2.) Web Hosting. Think of this as the building your website lives in. Space on a computer. You can rent, borrow, or buy. Barter ad copy. Barter artwork. (amazing what engineering types will do to avoid the creative stuff.) Plenty of options. You can use your domain name to send people anywhere. And if you move hosts, the links stay good, and people don’t have to learn a new name. Domain Monster does do hosting, but they didn’t when I started playing with websites, so I don’t use them. I’m on Dreamhost.com right now. No complaints. You could also use some free service, and point your domain name toward that.

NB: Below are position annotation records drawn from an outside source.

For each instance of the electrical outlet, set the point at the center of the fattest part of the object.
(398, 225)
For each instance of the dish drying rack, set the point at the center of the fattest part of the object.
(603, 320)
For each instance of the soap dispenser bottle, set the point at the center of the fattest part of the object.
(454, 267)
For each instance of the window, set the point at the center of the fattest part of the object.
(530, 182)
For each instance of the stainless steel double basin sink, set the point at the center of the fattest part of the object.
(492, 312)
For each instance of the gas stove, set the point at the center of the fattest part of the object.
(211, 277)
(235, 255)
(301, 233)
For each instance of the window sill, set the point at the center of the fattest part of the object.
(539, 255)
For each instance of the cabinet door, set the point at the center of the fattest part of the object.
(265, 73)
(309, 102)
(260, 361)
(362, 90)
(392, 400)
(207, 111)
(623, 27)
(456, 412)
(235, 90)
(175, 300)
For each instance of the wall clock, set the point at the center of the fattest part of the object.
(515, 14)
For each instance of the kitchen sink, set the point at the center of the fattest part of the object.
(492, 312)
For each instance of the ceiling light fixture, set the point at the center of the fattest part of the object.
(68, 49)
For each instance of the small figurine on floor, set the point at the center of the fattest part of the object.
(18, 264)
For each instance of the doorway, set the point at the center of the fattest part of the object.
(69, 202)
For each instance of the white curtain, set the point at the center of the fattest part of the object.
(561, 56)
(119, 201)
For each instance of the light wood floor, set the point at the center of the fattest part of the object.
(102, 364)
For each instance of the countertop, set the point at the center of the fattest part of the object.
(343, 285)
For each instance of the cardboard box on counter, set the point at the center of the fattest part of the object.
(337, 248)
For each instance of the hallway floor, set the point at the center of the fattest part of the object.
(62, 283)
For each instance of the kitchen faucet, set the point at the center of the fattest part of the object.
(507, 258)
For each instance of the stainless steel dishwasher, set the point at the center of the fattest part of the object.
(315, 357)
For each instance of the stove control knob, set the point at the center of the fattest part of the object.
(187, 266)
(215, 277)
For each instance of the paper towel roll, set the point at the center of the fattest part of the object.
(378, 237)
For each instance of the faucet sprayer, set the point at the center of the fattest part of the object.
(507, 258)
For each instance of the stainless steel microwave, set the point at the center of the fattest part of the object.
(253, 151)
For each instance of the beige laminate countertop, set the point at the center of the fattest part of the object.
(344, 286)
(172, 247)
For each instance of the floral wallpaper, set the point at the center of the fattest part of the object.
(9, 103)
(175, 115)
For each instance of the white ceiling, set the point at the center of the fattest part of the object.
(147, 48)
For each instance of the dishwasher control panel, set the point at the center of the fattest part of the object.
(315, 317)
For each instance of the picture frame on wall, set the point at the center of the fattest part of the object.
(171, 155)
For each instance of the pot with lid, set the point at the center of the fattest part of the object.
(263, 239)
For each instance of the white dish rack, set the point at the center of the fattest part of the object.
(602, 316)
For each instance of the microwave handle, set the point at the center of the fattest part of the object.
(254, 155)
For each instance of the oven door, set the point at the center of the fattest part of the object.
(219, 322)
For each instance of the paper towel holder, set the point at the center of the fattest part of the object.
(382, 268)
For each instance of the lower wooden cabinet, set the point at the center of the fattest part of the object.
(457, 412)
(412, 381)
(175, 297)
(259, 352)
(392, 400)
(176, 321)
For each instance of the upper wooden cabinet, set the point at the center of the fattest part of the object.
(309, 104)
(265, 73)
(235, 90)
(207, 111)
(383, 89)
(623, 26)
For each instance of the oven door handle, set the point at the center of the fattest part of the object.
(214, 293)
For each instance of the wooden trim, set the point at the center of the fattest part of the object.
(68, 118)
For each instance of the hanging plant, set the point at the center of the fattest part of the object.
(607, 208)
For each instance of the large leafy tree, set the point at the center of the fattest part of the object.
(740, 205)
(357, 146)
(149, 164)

The thing is, owning your website is just a tiny bit more expensive, and not a whole lot more difficult than using someone else’s service, and it puts you in the driver’s seat. It lets you change and adapt to change.

So, lecture over. **takes off pince nez spectacles** Any tips, or recommendations? Who loves their registrars and hosts? Any one know of some desperate computer engineers we can rescue from… crosshatching?

3 Comments

  1. Reply

    Love the idea of cannibalism.recipes. I’ve been on BlueHost.com for a number of years now. I’ve been generally happy with them. I’ve had tech support ranging from terrible to awe-inspiring.

    • Reply

      I was happy with Bluehost until I decided to switch hosts (complicated reasons) and then there were some weird communication issues. Other than that, they were reliable.